I am an ardent Dosa fan and my idea of a hearty breakfast is hot Dosas, chutney and a mug of steaming coffee. I am always on the look out to try a new variant in Dosas, so the other day when my niece Rupa Kamath suggested that I try this one with Puffed rice I made it for breakfast today morning. It turned out super soft and fluffy and with the accompanying Hing/asafoetida chutney it was simply divine!!!!
- 250 gms rice
- 2 tbsps grated coconut
- 500 gms puffed rice/kurmura
- 1 tbsp curd
- 1 tsp sugar
- Oil ( I prefer using Parachute coconut oil for this dosa)

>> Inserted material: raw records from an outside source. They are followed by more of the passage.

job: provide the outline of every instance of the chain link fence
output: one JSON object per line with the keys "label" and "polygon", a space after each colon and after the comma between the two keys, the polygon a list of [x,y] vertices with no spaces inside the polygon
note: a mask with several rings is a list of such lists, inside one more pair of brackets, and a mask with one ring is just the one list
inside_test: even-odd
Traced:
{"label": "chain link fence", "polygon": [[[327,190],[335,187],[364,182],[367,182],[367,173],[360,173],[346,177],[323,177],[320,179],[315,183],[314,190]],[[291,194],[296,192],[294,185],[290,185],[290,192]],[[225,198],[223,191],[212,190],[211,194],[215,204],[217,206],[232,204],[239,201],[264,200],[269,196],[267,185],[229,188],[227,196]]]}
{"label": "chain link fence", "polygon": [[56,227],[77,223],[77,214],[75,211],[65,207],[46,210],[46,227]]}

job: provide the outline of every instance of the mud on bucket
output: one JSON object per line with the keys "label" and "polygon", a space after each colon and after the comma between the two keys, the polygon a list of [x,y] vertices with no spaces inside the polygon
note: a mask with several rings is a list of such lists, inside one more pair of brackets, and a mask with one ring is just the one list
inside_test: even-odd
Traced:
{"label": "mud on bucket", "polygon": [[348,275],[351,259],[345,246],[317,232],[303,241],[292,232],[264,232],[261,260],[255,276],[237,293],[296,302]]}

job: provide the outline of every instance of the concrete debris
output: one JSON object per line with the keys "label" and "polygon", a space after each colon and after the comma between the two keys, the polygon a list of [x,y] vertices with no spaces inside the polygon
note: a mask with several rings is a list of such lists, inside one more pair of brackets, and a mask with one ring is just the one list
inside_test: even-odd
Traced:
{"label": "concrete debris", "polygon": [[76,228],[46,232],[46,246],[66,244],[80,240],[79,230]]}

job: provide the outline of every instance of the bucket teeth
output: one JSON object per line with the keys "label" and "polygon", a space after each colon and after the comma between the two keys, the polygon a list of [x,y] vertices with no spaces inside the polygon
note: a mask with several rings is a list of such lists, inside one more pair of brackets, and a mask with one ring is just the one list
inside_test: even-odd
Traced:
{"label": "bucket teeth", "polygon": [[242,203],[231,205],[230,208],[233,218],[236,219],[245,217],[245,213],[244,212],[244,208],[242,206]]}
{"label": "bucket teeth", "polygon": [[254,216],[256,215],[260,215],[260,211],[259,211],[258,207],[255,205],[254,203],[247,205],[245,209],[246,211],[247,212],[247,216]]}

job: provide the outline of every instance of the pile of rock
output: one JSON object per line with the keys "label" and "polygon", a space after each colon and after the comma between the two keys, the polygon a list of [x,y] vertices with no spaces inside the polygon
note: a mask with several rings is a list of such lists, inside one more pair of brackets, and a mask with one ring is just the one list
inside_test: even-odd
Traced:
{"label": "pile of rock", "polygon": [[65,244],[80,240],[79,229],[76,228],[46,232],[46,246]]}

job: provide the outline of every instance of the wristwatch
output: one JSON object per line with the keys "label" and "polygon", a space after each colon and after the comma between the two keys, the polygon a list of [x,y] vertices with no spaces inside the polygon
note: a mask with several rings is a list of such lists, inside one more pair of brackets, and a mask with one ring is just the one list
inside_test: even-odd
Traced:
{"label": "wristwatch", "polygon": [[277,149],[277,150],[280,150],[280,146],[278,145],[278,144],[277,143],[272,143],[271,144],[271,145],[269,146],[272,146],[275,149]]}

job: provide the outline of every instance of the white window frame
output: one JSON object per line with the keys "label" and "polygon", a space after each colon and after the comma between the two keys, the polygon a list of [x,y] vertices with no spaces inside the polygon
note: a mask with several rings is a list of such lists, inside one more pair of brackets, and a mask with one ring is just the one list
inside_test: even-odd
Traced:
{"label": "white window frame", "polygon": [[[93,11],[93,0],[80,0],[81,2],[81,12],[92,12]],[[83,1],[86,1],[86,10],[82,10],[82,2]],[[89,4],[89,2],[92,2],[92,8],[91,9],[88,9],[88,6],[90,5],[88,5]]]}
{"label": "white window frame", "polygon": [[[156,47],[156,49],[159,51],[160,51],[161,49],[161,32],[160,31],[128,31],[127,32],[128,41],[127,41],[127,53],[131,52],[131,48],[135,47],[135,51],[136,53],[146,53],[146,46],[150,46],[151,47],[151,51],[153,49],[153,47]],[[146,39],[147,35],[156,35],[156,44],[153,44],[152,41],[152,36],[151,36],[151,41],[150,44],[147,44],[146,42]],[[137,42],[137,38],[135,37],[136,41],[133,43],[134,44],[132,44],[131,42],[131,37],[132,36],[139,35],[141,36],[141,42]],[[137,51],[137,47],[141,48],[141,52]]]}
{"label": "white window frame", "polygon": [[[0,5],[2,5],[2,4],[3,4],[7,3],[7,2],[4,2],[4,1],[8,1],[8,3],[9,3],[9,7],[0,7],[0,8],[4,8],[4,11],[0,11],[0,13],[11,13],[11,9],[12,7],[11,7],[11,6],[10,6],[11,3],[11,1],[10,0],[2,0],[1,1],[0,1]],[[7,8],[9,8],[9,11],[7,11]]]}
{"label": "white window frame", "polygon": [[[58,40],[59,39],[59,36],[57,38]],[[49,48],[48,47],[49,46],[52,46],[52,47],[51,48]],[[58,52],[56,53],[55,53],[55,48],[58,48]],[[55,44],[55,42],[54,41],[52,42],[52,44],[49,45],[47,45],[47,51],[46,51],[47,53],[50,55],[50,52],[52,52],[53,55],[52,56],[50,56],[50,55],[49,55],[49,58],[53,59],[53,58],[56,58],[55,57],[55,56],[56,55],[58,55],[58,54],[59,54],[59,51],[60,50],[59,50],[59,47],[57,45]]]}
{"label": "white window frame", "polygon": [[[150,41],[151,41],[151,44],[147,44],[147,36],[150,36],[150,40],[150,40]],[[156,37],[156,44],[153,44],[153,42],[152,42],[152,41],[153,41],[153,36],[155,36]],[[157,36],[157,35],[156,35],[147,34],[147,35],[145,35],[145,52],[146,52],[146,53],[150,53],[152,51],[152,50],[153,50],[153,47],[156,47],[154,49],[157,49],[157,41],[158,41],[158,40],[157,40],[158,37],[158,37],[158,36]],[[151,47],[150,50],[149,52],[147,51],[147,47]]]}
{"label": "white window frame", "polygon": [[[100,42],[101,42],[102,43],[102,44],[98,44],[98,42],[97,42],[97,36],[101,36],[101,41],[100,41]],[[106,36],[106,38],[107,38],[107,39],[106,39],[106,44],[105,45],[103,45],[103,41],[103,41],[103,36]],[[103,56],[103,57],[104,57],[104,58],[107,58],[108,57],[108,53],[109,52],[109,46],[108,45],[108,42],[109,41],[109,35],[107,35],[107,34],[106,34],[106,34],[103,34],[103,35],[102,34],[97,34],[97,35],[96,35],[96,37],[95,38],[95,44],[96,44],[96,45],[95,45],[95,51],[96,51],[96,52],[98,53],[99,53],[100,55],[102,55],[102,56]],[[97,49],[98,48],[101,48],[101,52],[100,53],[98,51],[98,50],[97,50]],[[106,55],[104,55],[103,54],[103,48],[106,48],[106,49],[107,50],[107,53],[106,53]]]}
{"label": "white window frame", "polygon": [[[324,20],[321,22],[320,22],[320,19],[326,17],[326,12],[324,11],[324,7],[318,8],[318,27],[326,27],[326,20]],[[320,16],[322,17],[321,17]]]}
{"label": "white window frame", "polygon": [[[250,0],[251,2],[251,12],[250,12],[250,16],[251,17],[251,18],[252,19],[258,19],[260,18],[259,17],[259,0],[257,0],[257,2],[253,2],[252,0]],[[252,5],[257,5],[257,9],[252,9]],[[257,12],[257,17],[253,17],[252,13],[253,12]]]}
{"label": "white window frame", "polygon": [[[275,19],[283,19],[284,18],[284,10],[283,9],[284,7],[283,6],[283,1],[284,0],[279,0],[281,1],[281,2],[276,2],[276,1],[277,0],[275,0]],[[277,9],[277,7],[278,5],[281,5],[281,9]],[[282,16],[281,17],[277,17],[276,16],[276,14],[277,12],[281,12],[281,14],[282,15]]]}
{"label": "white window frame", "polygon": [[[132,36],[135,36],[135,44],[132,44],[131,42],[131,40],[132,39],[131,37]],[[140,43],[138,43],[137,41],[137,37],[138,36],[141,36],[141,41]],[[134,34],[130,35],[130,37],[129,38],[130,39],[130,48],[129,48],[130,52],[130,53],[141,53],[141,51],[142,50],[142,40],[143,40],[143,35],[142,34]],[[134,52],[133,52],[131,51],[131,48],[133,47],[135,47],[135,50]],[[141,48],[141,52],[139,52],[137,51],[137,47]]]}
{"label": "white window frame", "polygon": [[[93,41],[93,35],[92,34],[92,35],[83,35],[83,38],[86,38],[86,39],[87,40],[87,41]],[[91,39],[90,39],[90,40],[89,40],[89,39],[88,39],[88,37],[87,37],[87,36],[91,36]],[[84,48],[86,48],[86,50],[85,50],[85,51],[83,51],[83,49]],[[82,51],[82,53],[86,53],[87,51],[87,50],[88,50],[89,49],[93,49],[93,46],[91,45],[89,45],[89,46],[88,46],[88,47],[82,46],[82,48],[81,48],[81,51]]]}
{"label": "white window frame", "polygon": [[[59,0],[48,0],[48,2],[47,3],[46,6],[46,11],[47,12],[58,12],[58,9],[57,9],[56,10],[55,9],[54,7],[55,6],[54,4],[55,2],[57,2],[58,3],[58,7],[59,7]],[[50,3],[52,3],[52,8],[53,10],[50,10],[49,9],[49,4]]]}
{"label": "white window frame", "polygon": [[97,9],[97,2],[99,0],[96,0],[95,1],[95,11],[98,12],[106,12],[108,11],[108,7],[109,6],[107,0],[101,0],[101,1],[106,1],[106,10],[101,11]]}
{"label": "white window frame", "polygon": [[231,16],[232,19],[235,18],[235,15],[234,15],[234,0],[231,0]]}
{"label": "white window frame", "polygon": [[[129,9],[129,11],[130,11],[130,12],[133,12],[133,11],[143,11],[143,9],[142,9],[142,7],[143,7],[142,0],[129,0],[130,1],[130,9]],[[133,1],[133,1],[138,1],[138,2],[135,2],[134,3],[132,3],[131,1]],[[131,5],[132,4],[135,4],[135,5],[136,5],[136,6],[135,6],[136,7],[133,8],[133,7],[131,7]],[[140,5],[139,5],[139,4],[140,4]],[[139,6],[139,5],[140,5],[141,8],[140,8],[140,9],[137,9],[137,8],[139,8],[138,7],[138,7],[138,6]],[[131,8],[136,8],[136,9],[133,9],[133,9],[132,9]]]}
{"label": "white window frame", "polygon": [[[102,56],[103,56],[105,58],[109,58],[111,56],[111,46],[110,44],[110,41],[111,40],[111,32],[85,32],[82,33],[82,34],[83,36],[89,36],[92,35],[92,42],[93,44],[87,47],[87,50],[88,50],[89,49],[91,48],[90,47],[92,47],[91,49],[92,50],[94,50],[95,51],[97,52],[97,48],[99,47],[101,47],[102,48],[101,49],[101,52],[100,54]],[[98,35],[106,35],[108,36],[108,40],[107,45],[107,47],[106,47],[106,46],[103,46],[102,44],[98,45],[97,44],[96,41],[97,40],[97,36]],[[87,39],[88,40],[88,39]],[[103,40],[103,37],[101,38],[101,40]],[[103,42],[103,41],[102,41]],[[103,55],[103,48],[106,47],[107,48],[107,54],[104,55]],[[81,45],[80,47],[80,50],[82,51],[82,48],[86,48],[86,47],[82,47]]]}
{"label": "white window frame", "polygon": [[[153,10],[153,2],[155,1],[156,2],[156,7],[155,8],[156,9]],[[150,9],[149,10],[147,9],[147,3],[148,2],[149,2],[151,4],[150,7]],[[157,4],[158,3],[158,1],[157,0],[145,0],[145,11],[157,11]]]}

Wash and soak the rice for 4 hours. Soak the puffed rice and pass it through a sieve. Grind the coconut and puffed rice first and then add the rice and grind it to a fine batter. Add the curd, sugar and salt, stir well and allow to ferment for 8 hours. The batter fluffs up beautifully. Heat a tava/skillet. Stir the batter and pour a ladleful on the tava. Do not spread it. It should be as thick as a pancake. Drizzle oil, cover and cook. Within minutes the dosa is done with lovely pores appearing all over. Serve with chutney.
Note: This Dosa is not flipped and roasted on the other side. The recipe of the Hing/ asafoetida chutney is given under the catagory Chutneys of this website.